- In den Landeskirchen rumort es. Viele Pfarrer und Gläubige möchten wieder Gottesdienste feiern können.
- Einige Kirchen lassen sich besondere Wege einfallen, um zu den Gläubigen zu kommen. Sie bringen Hostien nach Hause oder machen einen Umzug durchs Dorf.
- Die «Rundschau» hat einen katholischen und einen reformierten Pfarrer durch den Corona-Alltag begleitet.
Pfarrer Ugo Rossi zieht das Pfarrergewand über den Kopf, die Sakristanin hilft ihm dabei. Gleich beginnt in der Kirche in Lauerz ein katholischer Gottesdienst. Allerdings ohne Besucher, denn das ist seit Ausbruch der Coronapandemie verboten.
Die Messe steht in keinem Pfarrblatt und auch nicht im Aushang an der Kirchenmauer. Sie soll geheim bleiben. Damit keiner kommt, feiert Pfarrer Rossi die Messe an unterschiedlichen Tagen zu unterschiedlichen Zeiten.
Ich stehe vor dem Altar und sage, der Herr sei mit euch. Und keiner ist da. Das ist schade.
Doris Kamer hat es dennoch geschafft, am Gottesdienst dabei zu sein. Sie ist eine gläubige Frau, verbringt praktisch jeden Tag in der Kirche. «Gerade in dieser Zeit bin ich auf die Kirche besonders angewiesen», sagt sie. «Ich habe viel Zeit, ich darf meine Grosskinder nicht hüten.»
Dass die Gläubigen nicht zum Gottesdienst dürfen, gefällt Pfarrer Rossi ganz und gar nicht. «Es ist trostlos», sagt er. «Ich stehe vor dem Altar und sage, der Herr sei mit euch. Und keiner ist da.
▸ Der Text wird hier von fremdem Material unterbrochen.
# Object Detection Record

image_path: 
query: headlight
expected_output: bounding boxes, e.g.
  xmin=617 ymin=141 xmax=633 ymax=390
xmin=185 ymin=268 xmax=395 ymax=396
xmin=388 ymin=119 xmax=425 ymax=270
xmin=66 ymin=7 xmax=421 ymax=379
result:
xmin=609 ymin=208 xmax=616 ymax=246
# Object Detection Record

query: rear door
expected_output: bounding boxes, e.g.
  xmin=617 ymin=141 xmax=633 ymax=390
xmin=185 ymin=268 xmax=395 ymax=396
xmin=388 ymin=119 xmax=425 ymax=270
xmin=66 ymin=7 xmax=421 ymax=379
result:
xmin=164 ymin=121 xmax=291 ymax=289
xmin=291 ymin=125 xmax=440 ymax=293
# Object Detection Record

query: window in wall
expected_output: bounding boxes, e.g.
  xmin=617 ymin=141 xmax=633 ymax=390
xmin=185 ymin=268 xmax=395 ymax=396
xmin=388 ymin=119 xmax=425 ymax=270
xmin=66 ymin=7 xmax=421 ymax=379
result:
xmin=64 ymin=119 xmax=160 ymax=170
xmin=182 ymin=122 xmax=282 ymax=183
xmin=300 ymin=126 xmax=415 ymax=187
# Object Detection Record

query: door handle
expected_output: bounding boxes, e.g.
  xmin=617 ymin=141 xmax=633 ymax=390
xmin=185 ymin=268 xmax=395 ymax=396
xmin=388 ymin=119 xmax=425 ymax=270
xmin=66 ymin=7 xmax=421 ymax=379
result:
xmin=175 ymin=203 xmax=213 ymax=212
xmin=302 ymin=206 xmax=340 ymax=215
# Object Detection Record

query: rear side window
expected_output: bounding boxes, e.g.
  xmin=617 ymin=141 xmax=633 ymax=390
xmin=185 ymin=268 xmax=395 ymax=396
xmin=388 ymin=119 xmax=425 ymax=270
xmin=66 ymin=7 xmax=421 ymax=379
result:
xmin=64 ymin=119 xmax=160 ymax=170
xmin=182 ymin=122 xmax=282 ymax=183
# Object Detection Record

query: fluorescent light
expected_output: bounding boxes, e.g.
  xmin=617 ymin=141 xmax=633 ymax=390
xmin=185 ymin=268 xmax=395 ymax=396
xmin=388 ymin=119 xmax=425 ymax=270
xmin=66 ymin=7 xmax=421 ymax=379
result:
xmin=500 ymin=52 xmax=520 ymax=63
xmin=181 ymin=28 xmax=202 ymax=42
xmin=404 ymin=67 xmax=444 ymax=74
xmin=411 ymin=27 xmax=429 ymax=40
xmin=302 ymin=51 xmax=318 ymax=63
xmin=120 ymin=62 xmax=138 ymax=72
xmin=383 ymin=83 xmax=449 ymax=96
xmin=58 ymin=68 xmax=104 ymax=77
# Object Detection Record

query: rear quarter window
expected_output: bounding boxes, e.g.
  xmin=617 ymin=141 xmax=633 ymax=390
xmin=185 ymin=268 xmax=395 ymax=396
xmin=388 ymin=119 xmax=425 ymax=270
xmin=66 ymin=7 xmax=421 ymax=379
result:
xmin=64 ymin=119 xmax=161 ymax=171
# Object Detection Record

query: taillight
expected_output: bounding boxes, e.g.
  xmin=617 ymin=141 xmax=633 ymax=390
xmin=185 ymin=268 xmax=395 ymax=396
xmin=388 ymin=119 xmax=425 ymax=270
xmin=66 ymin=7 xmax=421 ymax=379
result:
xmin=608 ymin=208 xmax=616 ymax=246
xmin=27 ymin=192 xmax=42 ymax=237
Das ist schade.» Gerade jetzt, da Auffahrt vor der Tür steht, hätte Rossi gerne seine Kirche gefüllt.
Hostie im Briefkasten
Viele schauen sich Gottesdienste im Fernsehen an, aber ihnen fehlt die heilige Kommunion. Für sie hat sich Rossi etwas einfallen lassen, sozusagen einen Hauslieferdienst von geweihten Hostien. Rossi legt die Hostie den Kirchenmitgliedern verpackt in einer Dose in den Milchkasten und holt die Dose später wieder ab.
Er weiss, dass es von der Bistumsleitung verboten ist, Hostien in einem Privathaushalt aufzubewahren. «Es geht nicht, dass man die Hostie bekommt und dann erst mal gemütlich zu Mittag isst», sagt er. «Sie muss schnell zu sich genommen werden.»
Mit Lautsprecher unterwegs
In der reformierten Kirche ist der Druck, die Gottesdienst fürs Publikum zu öffnen, ebenfalls gross. Pfarrer Michael Stollwerk hat eine Petition gestartet, die darauf drängt, die Gläubigen wieder in die Kirche zu lassen. «Liturgische Versammlungen sind keine Events und Seelsorge keine belanglosen Gespräche», heisst es im Petitionstext.
Weil Stollwerk nicht länger warten wollte, zog er mit einem Lautsprecher und einem Alphorn an Ostern durch Stäfa, einem Dorf am Zürichsee. Rund 800 bis 1000 Leute standen auf der Strasse und auf den Balkonen und haben der Musik und den pastoralen Worten zugehört.
Kein Gesang, dafür Mundkommunion
Die katholische Kirche hat bereits ein Schutzkonzept ausgearbeitet. Darin steht, wie sich die Gläubigen vor einer Ansteckung mit dem Coronavirus schützen sollen. Mit Ordnern, die am Eingang stehen und die Gläubigen auf ihre Plätze weisen. Und ohne Gesang und ohne Handschlag zum Friedensgruss.
Eine der «gefährlichsten» Praktiken beim Gottesdienst ist aber nicht verboten: die Mundkommunion. Gerade ältere Gläubige verlangen, dass ihnen die Hostie nicht auf die Hand, sondern direkt auf die Zunge gelegt wird. «Auf Wunsch mache ich das», sagt Pfarrer Ugo Rossi. «Es ist heikel. Aber Geistliche, die die richtige Technik beherrschen, berühren die Zunge nicht.» Ausserdem achtet Rossi darauf, dass Leute, die eine Mundkommunion wollen, bei der Kommunion erst am Ende der Schlange stehen.